Internment at Tatura Camp 3 Between 1942 and 1944.
Talk
at the opening of the exhibition The
Enemy Within at the Shrine of Remembrance, Melbourne, February 2013.
Silke
Hesse, Monash University
Thank you for
inviting me. And thank you to the curators for all their work and to the
audience for coming to hear an unpopular story.
I have found
that few Australians know much about this episode of Australian history. When
they happen to hear you were interned as a child their reaction tends to be
nervous: either “you ought to be grateful” or “how were you treated?”. I’d like
to say at the start that I am grateful and the guards who had contact with us
were almost without exception respectful and helpful. The bureaucrats were
sometimes a bit harder to like.
I should say a
few words about our family. My father was born in Sydney of German parents and
consequently he was Australian by Australian law and German by German law. His
father was a wool-buyer who travelled to Europe and America with his wools each
year. My father did his primary schooling in Australia where he and his sisters
felt very much at home. In 1911 when he was almost 12, the family moved to
Germany for his secondary education. When the war broke out in 1914, my father
was of course a German for the Germans and had to fight the last two years on
the German side. His first big battle was Passchendaele, opposite Australians.
He was extremely conscious of that and I think half attributed his unlikely
survival to the fact that the Australians were also his people. His regiment
was deployed as storm troopers and had enormous casualties in each battle.
My mother’s
family was German and in WWII her four brothers were of military age. It was
important for my father not to have to fight them and that was one more reason
not to give up his dual nationality. As it turned out, three of my mother’s
brothers fell in this war, the fourth was 80% wounded, her father and
stepmother committed suicide to avoid capture by the Russians and my
grandmother died, as we were told, of a broken heart: a large family almost
wiped out. It was good my father didn’t have to feel guilty in connection with
their deaths.
My brothers and
I were brought up bilingual following the family tradition. We spoke German in
the house and finished the sentence in English when we stepped out of the door.
It worked well and we didn’t mix the languages. But it was an uncomfortable
position to have in those years and made us vulnerable to anti-German
sentiments. When my mother put my brother and me into kindergarten, to give an
example, all other parents withdrew their children in protest. They came back
after a fortnight when the directress refused to fight a war against children.
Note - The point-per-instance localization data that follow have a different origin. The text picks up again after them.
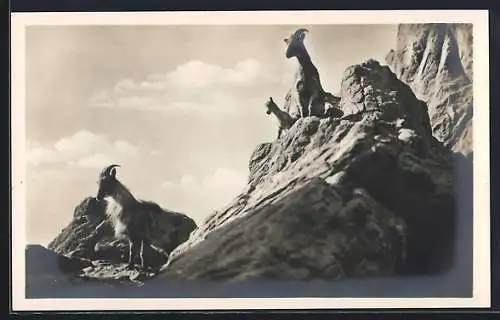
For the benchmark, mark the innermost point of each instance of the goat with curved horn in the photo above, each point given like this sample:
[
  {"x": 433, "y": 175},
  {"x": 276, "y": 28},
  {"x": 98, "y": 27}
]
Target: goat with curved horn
[
  {"x": 307, "y": 92},
  {"x": 130, "y": 218}
]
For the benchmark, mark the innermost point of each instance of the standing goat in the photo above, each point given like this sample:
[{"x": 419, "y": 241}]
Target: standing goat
[
  {"x": 285, "y": 121},
  {"x": 307, "y": 92},
  {"x": 130, "y": 218}
]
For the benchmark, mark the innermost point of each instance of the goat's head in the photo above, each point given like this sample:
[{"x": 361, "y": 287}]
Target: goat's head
[
  {"x": 295, "y": 43},
  {"x": 107, "y": 182},
  {"x": 270, "y": 104}
]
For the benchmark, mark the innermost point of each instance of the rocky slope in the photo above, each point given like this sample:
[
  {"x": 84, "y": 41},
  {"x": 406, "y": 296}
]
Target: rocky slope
[
  {"x": 435, "y": 60},
  {"x": 78, "y": 240},
  {"x": 368, "y": 194}
]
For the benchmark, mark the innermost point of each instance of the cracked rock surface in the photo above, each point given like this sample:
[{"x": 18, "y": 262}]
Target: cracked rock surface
[{"x": 368, "y": 194}]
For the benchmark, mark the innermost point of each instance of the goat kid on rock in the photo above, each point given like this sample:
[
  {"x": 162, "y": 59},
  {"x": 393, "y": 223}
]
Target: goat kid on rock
[
  {"x": 285, "y": 121},
  {"x": 307, "y": 90},
  {"x": 130, "y": 218}
]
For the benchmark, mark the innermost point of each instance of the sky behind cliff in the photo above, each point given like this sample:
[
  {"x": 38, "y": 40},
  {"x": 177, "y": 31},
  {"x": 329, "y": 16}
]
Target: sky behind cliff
[{"x": 179, "y": 108}]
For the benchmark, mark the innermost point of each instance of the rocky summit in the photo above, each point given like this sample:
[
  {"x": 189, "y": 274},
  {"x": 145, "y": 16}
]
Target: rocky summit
[
  {"x": 436, "y": 61},
  {"x": 368, "y": 194}
]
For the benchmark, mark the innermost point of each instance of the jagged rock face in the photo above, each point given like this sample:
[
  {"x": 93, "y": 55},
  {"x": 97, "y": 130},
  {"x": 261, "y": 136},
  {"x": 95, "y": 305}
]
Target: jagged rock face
[
  {"x": 170, "y": 230},
  {"x": 436, "y": 61},
  {"x": 370, "y": 193}
]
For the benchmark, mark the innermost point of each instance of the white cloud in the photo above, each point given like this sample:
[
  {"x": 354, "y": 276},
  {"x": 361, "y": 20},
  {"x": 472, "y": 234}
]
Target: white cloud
[
  {"x": 83, "y": 149},
  {"x": 199, "y": 197},
  {"x": 195, "y": 86}
]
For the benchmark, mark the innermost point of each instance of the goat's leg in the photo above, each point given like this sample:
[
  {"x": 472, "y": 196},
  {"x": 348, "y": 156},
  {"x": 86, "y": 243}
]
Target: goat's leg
[
  {"x": 132, "y": 253},
  {"x": 143, "y": 265}
]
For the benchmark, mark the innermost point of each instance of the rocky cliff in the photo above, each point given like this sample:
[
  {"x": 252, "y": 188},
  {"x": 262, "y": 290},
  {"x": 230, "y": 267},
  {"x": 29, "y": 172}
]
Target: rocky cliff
[
  {"x": 435, "y": 60},
  {"x": 77, "y": 239},
  {"x": 368, "y": 194}
]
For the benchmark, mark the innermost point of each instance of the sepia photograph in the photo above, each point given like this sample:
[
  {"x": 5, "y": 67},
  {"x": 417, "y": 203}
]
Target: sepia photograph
[{"x": 250, "y": 160}]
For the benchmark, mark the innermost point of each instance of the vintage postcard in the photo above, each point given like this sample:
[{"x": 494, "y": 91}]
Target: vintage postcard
[{"x": 250, "y": 160}]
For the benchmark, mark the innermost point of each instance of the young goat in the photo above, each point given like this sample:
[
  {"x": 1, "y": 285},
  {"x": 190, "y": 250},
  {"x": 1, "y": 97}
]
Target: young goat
[
  {"x": 307, "y": 91},
  {"x": 130, "y": 218},
  {"x": 285, "y": 121}
]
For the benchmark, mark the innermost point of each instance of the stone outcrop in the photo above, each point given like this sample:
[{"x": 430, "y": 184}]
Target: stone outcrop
[
  {"x": 77, "y": 238},
  {"x": 368, "y": 194},
  {"x": 435, "y": 60}
]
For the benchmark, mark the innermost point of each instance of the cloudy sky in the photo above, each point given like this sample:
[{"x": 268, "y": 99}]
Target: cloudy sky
[{"x": 179, "y": 108}]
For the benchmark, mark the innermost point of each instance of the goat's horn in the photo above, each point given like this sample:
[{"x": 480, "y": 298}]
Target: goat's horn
[
  {"x": 106, "y": 171},
  {"x": 299, "y": 32}
]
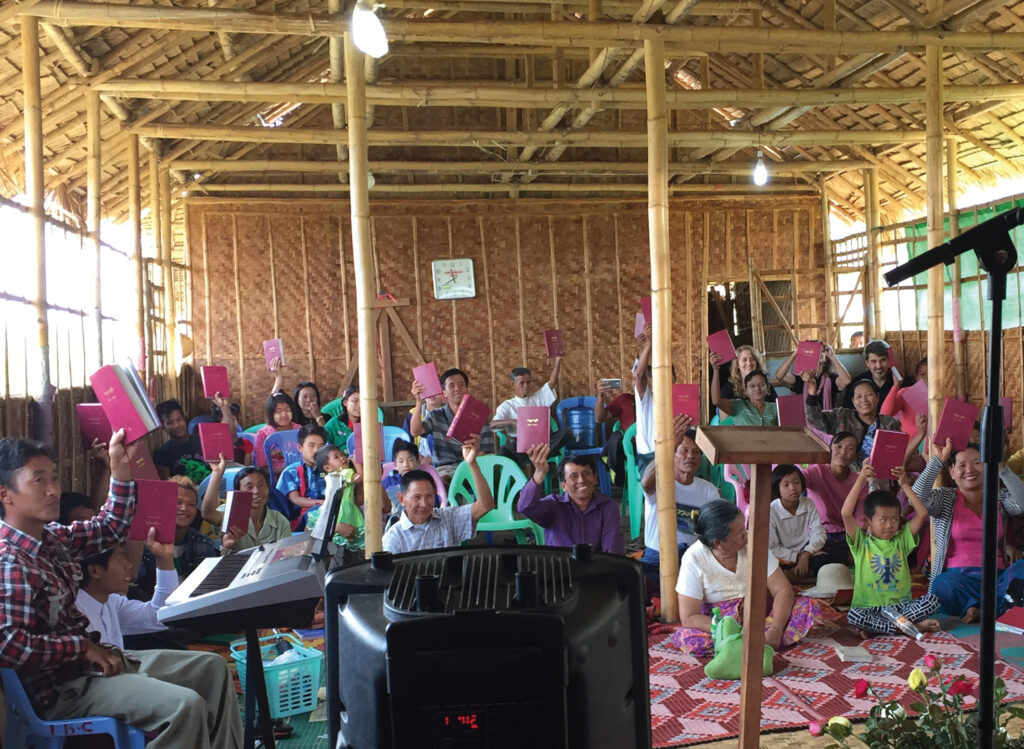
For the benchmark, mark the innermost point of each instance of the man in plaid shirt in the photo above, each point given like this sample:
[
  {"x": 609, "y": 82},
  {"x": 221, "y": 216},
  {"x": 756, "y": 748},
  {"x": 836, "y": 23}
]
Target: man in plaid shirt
[{"x": 184, "y": 699}]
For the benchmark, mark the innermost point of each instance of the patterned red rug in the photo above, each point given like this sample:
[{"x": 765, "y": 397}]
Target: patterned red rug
[{"x": 810, "y": 682}]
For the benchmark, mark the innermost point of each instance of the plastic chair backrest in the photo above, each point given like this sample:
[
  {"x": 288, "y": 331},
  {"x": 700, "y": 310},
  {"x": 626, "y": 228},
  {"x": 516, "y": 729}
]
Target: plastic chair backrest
[
  {"x": 288, "y": 443},
  {"x": 577, "y": 415},
  {"x": 23, "y": 722}
]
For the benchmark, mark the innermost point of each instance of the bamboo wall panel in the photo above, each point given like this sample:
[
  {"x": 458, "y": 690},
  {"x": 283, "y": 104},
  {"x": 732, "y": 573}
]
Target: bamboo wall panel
[{"x": 582, "y": 266}]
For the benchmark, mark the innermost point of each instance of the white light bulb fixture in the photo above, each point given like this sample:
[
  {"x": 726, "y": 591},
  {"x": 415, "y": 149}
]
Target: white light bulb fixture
[
  {"x": 760, "y": 170},
  {"x": 368, "y": 32}
]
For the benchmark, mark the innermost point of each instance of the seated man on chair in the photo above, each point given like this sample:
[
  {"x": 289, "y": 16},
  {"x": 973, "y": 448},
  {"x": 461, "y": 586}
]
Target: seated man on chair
[
  {"x": 580, "y": 513},
  {"x": 185, "y": 698},
  {"x": 424, "y": 527}
]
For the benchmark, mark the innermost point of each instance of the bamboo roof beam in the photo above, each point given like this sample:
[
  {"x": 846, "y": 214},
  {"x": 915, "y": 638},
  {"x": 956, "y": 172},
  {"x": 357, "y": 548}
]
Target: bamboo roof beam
[
  {"x": 568, "y": 34},
  {"x": 595, "y": 138}
]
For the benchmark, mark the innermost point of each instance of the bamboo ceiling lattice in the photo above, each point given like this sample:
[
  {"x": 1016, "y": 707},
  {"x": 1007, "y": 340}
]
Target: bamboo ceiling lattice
[{"x": 484, "y": 97}]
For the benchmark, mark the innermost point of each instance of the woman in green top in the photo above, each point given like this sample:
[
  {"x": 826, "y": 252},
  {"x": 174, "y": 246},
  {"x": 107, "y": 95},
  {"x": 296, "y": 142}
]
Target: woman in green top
[{"x": 751, "y": 411}]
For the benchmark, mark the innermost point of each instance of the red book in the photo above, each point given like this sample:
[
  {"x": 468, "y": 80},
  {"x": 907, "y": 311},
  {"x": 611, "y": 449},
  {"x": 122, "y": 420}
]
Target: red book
[
  {"x": 686, "y": 400},
  {"x": 93, "y": 424},
  {"x": 214, "y": 381},
  {"x": 125, "y": 402},
  {"x": 638, "y": 326},
  {"x": 141, "y": 463},
  {"x": 808, "y": 356},
  {"x": 215, "y": 438},
  {"x": 157, "y": 506},
  {"x": 238, "y": 508},
  {"x": 791, "y": 411},
  {"x": 955, "y": 423},
  {"x": 426, "y": 375},
  {"x": 888, "y": 451},
  {"x": 471, "y": 417},
  {"x": 553, "y": 343},
  {"x": 915, "y": 397},
  {"x": 532, "y": 427},
  {"x": 273, "y": 348},
  {"x": 721, "y": 343},
  {"x": 645, "y": 307},
  {"x": 357, "y": 443}
]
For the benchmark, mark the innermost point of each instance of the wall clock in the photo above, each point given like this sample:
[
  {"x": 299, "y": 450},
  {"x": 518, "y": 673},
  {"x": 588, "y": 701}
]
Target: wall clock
[{"x": 454, "y": 278}]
The deal was that we work at a separate table. There were of course always also
Australians who were extraordinarily lovely to us. (But I would like to say, in
passing, that it is hard for children, be they Jews, Germans or refugees of any
kind, to get the feeling that they are everyone’s enemy completely out of their
system again.) For our family, internment meant that we could all be together,
including my mother’s German sister, who had been living with us for the last
four years and who was interned two months before us. My father didn’t have to
fight the Germans and my mother and we children didn’t have to cope with the
Australians for those years. War is no fun for anyone but internment was definitely
the best of the available options for us.
My father was
interned in July 1940. I remember visiting him in Long Bay Penitentiary. A
section of it had been renamed Malabar Internment Camp and surrounded by a
symbolic strand of barbed wire. I remember the guard allowing me to come round
to the prisoner’s room and give him a hug. I also visited him at Orange on my 4th
birthday. There the internees and visitors sat casually together on the
showground grandstand and I distributed the marzipan bacon and eggs I had just
been given.
My mother, my
two younger brothers and I were arrested on 12th May 1942 when I was
still five. (I’m probably not allowed to say this, but I think it was at her
request.) We then had ten days in transit at Liverpool camp which was almost
empty at the time. I remember the soldier on guard calling my brothers and me
over and telling us we could play on the other side of the gate, where the dust
was actually not all that much more attractive. Children were not officially
internees and I think the young soldier might have wanted to make that point.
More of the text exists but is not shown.